Avec Cœur de bête hôpital, Germain entend justement montrer que l’hôpital, au contraire de ce que d’aucuns pourraient croire, est un lieu de cœur, un lieu où le cœur humain dévoile ce qu’il recèle de plus vil, de plus abject, mais aussi d’humain, de beau. Une parole accueillante, une main tendue pour affronter l’innommable, une fraternité qui se tisse devant l’inévitable; le moindre petit geste, aussi infime soit-il, compte et permet d’échapper à la mort, ne serait-ce qu’une seconde : «tenter de lui transmettre en un simple sourire / un peu de paix».

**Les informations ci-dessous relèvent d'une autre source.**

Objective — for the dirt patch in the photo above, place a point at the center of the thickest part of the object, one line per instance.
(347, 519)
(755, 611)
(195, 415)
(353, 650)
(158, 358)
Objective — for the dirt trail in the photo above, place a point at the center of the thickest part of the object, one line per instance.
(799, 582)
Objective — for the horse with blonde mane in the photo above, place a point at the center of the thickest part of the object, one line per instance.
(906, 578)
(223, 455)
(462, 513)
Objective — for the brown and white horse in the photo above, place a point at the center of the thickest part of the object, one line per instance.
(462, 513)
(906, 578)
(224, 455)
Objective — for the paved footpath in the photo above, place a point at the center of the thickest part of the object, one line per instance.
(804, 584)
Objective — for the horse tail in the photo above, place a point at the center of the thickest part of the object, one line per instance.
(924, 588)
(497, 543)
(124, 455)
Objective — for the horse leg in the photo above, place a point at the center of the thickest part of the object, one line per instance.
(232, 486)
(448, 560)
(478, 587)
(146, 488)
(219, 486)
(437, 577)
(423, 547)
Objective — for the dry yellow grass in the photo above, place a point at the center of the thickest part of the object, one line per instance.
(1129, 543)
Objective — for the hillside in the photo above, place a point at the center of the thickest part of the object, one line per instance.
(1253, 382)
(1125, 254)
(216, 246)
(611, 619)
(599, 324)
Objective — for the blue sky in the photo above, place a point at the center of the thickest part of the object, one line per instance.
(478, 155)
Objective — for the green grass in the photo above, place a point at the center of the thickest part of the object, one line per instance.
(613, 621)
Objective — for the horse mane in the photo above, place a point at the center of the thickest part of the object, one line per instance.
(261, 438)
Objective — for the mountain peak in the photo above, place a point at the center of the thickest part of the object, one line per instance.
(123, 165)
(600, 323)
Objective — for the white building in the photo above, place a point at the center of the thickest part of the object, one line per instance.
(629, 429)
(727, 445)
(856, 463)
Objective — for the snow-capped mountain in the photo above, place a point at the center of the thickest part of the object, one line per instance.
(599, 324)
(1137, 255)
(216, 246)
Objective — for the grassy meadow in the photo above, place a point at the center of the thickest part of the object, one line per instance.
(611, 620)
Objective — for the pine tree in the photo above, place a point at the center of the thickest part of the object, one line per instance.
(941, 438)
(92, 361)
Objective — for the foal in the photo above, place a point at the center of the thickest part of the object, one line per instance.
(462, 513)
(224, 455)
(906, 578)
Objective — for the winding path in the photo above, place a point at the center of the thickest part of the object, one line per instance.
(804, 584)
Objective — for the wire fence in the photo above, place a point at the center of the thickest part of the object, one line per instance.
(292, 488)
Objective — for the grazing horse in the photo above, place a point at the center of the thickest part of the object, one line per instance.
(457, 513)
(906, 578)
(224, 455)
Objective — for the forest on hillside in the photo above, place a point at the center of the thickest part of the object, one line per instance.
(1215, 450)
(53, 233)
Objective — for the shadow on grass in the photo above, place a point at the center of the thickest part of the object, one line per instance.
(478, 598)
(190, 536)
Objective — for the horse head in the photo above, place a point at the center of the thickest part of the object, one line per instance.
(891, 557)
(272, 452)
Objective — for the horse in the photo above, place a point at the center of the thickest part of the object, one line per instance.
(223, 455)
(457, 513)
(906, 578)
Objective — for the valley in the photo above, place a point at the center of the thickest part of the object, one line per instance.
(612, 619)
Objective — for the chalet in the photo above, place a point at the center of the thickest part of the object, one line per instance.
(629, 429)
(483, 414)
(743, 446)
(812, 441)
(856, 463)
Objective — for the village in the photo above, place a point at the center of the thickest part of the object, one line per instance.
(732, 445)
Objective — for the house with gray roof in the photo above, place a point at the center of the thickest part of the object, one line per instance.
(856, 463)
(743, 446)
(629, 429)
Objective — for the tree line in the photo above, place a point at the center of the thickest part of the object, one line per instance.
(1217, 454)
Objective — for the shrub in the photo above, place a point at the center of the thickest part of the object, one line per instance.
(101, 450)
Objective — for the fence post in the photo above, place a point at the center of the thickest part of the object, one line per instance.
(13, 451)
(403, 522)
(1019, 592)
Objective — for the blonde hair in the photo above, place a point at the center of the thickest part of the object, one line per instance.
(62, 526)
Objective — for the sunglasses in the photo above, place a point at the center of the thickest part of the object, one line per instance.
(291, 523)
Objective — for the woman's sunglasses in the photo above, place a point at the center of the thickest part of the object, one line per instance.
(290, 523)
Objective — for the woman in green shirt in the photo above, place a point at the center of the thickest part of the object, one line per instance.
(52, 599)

C’est cette tension entre l’humain et l’inhumain, «Éros et Thanatos», la vie et la mort que Germain explore dans de courts poèmes largement narratifs, simples (sans être simplistes; chaque mot a été sciemment choisi) et émouvants (sans verser dans le pathos et le misérabilisme foncier). Il s’agit en fait de brèves vignettes, des croquis sur le vif qui oscillent parfois entre l’anecdote et le fait divers. Cette poésie prend même des allures de reportage, voire d’enquête sociologique sur un milieu, ses travailleurs, ses patients, tous à la recherche d’authenticité dans un monde de plus en plus gangrené par les faux-fuyants. Fine observatrice de la condition humaine, l’auteure se montre sensible et empathique à ceux qui sont réduits au silence, à ceux qui, faute de voix, n’ont que la colère et l’indignation pour dire qu’ils sont à la recherche d’humanité, d’un cœur.